Gefolgt von einem nacheinander antretenden Gäste-Damen-Quartett, das es in sich hat: Martina McBride verströmt pastorale Feierlichkeit bei "What Child Is This", Amy Grant, die weitere große Stimme der christlichen Popmusik, singt bei "Almost There" wie ein Engel, Carrie Underwood zeigt bei "All Is Well" ihre bemerkenswert spirituelle Seite und selbst Rauhkehlchen Jennifer Nettles lässt bei "Christmas Day" innere Ruhe walten, zumindest bis zum Refrain. Dann greifen Nettles und Arrangeur wieder bis zum Anschlag in die Pathos- und Bombast-Kiste. Was schade ist, denn die raffinierten Harmoniewendungen in der ersten Strophe hätten so einen Kraftakt gar nicht nötig gehabt.

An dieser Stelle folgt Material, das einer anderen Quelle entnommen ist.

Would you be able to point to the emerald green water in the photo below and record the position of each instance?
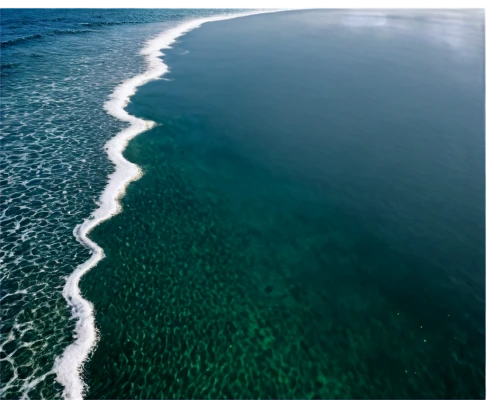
(307, 226)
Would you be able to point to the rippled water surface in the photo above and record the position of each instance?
(310, 223)
(57, 68)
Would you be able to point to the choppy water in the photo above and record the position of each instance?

Bis hierher verläuft das Album, sagen wir, erwartungsgemäß: Die üblichen Verdächtigen treten als Gaststars auf, die Arrangements entsprechen den amerikanischen Vorstellungen von feierlichem Weihnachten. Zum Ende präsentiert der smarte Musiker aber dann doch zwei echte Überraschungen. Denn bei "The Darkest Midnight" spricht mit geheimnisvoller Stimme U2-Chef Bono den spirituellen Text. Ihn hätte man in dieser Umgebung am allerwenigsten erwartet. Eher schon den letzten Duett-Partner: Ex-Doobie Brother Michael McDonald, seit langem in Nashville ansässig. Mit dem bärtigen Pracht-Tenor zündet Michael W. Smith eine letzte Song-Sternschnuppe: "Peace". Der Titel ist Programm, der schönste Beitrag der CD.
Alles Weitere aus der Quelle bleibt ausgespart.